To Israel’s north is Hezbollah, which has become the dominant force in Lebanon. To the south is Gaza, dominated by Hamas, which has never accepted Israel’s existence. Israel has fought wars with both.
To the east is the West Bank, where the Palestinian Authority appears to have given up on U.S.-sponsored peace talks. Beyond lies Jordan, whose King Abdullah rules over millions of Palestinians, who is under pressure to take a tougher stand against Israel and who has no love for Bibi Netanyahu.
And what happened Sunday on the 63rd anniversary of Israel’s independence and the Palestinian “nakba,” or “catastrophe,” where 700,000 fled or were driven into exile, is perhaps the most ominous portent of all.
Palestinian protesters approached the fence separating Lebanon and Israel and climbed the fence on the Israeli-occupied Golan heights to come and reclaim Palestinian lands. Fifteen to 20 were shot to death and scores were wounded by Israeli troops.

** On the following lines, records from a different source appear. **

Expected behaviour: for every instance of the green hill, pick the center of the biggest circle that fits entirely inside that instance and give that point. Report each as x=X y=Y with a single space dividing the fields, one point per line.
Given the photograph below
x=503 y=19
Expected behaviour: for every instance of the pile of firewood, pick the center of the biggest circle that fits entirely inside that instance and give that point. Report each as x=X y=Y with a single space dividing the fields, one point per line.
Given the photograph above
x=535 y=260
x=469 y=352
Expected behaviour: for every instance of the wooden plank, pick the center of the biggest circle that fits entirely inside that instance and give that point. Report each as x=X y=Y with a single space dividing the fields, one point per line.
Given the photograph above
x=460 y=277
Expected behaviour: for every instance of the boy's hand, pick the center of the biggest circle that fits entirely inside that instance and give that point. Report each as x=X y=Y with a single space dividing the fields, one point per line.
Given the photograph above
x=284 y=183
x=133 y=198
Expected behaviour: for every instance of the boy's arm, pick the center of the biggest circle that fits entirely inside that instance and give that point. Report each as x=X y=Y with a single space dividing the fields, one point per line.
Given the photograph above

Though the White House backed Israel, across Europe what Israel did to these protesters seemed exactly what the king of Bahrain and the president of Yemen had done to theirs.
Given the coordination of the Palestinian actions, we may be on the verge either of a Facebook revolution or a “third intifada,” an uprising by Palestinians in Israel, the occupied territories, and Lebanon, Syria, Jordan, and Egypt, where hundreds of thousands of descendants of the original exiles still live.
Such an uprising would divert the attention of Arab peoples from the failures of their own regimes and isolate Israel and her principal—indeed, only—ally, the United States, as they have never been before in the Arab world.